Les fonctions écologiques insoupçonnées des animaux âgés

Au-delà de la transmission des savoirs, les individus les plus âgés jouent un rôle écologique direct. Les bisons et les hippopotames âgés, par exemple, déposent des quantités importantes de bouses, qui fertilisent les sols et dispersent les graines sur de longues distances. La disparition de ces « moteurs écologiques » perturbe donc l’équilibre des écosystèmes. « Les plus gros mâles bisons ne se contentent pas de transmettre des savoirs, ils agissent comme des agents de fertilisation naturelle », précise l’analyse. Les esturgeons centenaires, quant à eux, produisent des œufs de meilleure qualité et en plus grande quantité, contribuant ainsi à la résilience des populations.

Le cas des cétacés illustre particulièrement les conséquences de cette perte. La chasse industrielle du XXe siècle a éliminé des millions de baleines matures, privant les océans de leurs routes migratoires ancestrales et de leurs zones de reproduction.

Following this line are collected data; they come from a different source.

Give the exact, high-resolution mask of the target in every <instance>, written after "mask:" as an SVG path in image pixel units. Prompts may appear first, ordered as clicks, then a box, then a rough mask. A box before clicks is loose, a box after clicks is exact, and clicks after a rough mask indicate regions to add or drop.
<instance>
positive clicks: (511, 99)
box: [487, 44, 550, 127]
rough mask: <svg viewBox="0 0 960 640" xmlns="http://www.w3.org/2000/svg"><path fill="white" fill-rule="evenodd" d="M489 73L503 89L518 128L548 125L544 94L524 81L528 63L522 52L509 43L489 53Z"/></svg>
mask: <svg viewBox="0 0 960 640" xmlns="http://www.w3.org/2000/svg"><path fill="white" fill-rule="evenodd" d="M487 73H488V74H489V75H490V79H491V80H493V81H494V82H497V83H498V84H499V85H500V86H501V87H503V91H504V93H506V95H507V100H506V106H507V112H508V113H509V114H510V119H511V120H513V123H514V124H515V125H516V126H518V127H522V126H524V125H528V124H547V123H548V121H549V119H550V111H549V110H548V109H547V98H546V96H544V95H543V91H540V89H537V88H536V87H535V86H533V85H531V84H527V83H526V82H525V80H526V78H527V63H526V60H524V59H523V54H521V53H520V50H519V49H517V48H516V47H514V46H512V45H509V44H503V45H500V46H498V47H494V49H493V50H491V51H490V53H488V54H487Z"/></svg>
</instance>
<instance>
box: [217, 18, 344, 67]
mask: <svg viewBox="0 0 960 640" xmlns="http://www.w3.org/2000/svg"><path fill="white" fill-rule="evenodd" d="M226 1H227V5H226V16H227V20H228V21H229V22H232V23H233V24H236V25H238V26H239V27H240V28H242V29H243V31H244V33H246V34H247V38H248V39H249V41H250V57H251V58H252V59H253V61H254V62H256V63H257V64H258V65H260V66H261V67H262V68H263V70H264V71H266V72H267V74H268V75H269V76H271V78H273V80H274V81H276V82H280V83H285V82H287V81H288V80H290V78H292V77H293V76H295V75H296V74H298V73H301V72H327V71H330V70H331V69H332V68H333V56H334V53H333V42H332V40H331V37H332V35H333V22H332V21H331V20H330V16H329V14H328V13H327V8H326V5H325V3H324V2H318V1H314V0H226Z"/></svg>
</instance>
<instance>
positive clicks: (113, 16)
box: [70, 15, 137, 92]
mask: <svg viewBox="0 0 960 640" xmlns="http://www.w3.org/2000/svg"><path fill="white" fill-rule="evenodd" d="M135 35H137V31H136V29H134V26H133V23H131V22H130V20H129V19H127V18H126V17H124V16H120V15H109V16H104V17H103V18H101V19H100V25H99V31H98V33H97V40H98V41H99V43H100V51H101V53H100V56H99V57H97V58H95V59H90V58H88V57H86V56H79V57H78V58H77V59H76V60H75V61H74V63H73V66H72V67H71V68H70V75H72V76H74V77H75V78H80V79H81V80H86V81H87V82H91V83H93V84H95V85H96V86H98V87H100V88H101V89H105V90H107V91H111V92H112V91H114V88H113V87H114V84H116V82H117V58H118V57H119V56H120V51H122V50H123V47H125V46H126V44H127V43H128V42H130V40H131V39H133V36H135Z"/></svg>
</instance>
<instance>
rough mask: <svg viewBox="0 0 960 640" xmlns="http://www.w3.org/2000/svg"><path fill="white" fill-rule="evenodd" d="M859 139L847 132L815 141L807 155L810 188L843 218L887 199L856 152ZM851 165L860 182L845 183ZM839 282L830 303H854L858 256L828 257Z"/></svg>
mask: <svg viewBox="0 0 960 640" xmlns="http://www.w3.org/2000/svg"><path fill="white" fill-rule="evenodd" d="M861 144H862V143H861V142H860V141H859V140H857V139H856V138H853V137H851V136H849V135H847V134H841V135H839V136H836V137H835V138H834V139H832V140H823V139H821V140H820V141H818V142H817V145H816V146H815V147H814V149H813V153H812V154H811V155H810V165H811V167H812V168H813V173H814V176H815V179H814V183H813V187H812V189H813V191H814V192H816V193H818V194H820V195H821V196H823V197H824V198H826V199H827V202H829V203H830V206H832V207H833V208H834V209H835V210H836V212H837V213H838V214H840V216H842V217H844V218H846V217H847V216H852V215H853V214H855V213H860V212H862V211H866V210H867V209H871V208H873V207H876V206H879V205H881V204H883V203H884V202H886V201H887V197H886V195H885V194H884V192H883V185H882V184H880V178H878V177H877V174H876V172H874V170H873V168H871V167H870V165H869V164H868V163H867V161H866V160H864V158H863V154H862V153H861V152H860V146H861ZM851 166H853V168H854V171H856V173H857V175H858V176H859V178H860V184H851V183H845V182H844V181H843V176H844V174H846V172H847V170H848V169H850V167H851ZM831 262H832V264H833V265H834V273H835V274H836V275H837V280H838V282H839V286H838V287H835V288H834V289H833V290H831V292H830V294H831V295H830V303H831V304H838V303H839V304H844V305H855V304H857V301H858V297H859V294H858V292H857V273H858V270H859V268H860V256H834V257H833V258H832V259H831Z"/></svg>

Résultat : les jeunes survivants se retrouvent dépourvus de référents, et la transmission des savoirs s’interrompt brutalement, parfois sur une seule génération. « Il faudra des décennies pour qu’une nouvelle matriarche émerge et rétablisse ces connaissances », note Futura Sciences.

Vers une révision des stratégies de conservation

Face à ces constats, une nouvelle approche émerge : la « conservation de la longévité », théorisée en 2024 par R. Keller Kopf. Contrairement aux méthodes traditionnelles qui comptent le nombre d’individus, cette stratégie se concentre sur la préservation de la pyramide des âges. Elle propose d’intégrer cette pyramide parmi les indicateurs officiels de santé écologique, aux côtés du nombre total d’individus. Les auteurs de l’étude appellent également à l’adoption de règles de chasse et de pêche épargnant les classes d’âge supérieures, ainsi qu’à des suivis démographiques détaillés par tranche d’âge. Certaines espèces commerciales bénéficient déjà de telles protections, mais elles restent l’exception dans les politiques de conservation à grande échelle.

Les biologistes Philippa Brakes et Marc Bekoff, qui ont prolongé ce débat en janvier 2026, y voient une opportunité de relativiser le caractère unique de l’humain. « Reconnaître l’existence d’un patrimoine de savoirs chez les animaux âgés peut servir une cause plus large : celle qui replace l’humanité dans un écosystème partagé », expliquent-ils. Leur travail ouvre la voie à une intégration de ces données comportementales dans les critères de classification de l’UICN (Union internationale pour la conservation de la nature). La prochaine révision de la Liste rouge, prévue pour 2027, pourrait ainsi faire des animaux les plus âgés un pilier reconnu de la biodiversité.

Et maintenant ?

La mise en œuvre de ces nouvelles stratégies dépendra largement des décisions politiques à venir. Les auteurs de l’étude espèrent que les instances de conservation, comme l’UICN, intégreront rapidement ces critères pour adapter les protections. Par ailleurs, des ajustements réglementaires pourraient être proposés lors des prochaines conférences internationales sur la biodiversité, dont la tenue est prévue d’ici 2028. Reste à voir si les États et les organisations non gouvernementales parviendront à concilier ces exigences avec les pratiques actuelles de chasse et de pêche.

L’enjeu est double : préserver non seulement les espèces, mais aussi les écosystèmes dans leur globalité. Comme le rappelle Futura Sciences, la survie des groupes animaux ne repose plus seulement sur le nombre d’individus, mais sur la diversité de leurs âges et de leurs expériences. Une leçon qui dépasse le cadre strict de la conservation et interroge notre rapport à la nature.

La « conservation de la longévité » est une approche récente qui propose de protéger les animaux les plus âgés des groupes sociaux, en reconnaissant leur rôle clé dans la transmission des savoirs et la stabilité écologique. Elle se concentre sur la préservation de la pyramide des âges plutôt que sur le simple comptage des individus, comme l’a théorisé l’écologue R. Keller Kopf en 2024.

Les chasseurs et pêcheurs privilégient souvent les animaux les plus imposants ou expérimentés, car ils sont plus faciles à repérer et offrent des trophées ou des prises de grande taille. Pourtant, leur disparition fragilise durablement les groupes sociaux, en privant les jeunes générations de savoirs essentiels à leur survie.